How the brain “saves” memories explains how naps improve learning and memory. Overall, daytime naps can be as effective as nighttime sleep in stabilizing or enhancing memory for newly learned information.

Nap Benefits May Vary

Although napping can provide numerous benefits, its impact may not be the same for everyone. A 2018 study, published in Scientific Reports, wanted to determine whether people who napped at least once a week (nap+) and people who rarely or never napped (nap-) had differences in nap outcomes, including memory consolidation processes that contribute to perceptual learning.

The authors found that four weeks of nap restriction among nap+ participants did not decrease the cognitive benefits they got from naps. And four weeks of nap practice among nap- participants did not boost nap-related perceptual learning. It’s possible that the intervention wasn’t long enough, but the results suggest that the benefits of napping may vary across different individuals. Some people are nappers, and some people aren’t, says Mednick, who was involved in the study.
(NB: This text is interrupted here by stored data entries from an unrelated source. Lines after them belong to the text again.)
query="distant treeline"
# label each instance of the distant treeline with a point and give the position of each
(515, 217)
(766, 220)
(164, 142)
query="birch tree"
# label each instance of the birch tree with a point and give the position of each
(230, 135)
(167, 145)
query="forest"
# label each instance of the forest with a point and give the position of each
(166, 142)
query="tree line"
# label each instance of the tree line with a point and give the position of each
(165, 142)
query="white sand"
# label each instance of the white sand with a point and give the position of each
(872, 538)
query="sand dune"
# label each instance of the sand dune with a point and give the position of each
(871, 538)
According to Spencer, naps can be good for anyone, but they are particularly beneficial for people with high sleep needs (such as children or ill people), individuals who have lost sleep due to shift work and those who expect to lose sleep at night because they are about to work late.
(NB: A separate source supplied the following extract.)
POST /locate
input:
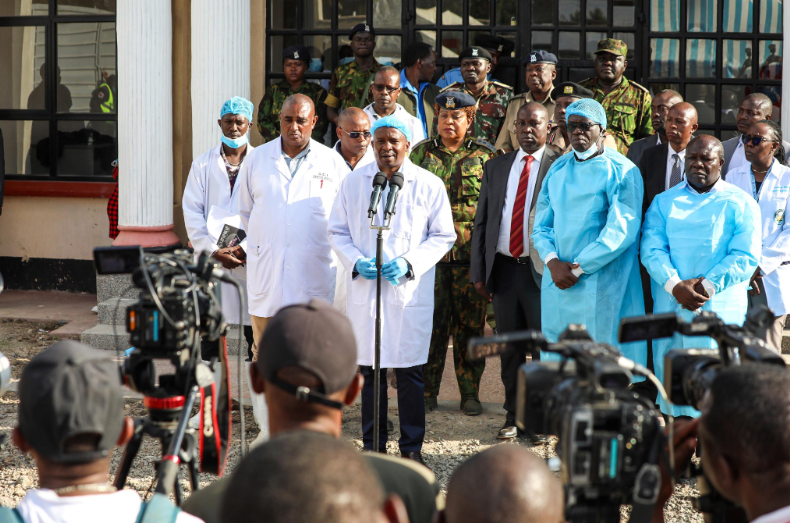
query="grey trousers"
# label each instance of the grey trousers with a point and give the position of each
(772, 334)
The duration of a nap depends on what you want to get out of it, says Mednick. For instance, a 20-minute nap is helpful for increasing alertness and attention, while a 90-minute nap will get you through all the sleep stages, she adds.

If you want to take a nap to improve your memory performance, you need to sleep long enough to reach and experience the slow-wave phase. Therefore, a nap of about 45 minutes would be ideal, says Spencer. Don’t nap for too long or too late in the day though — otherwise, you might have a harder time falling asleep at night.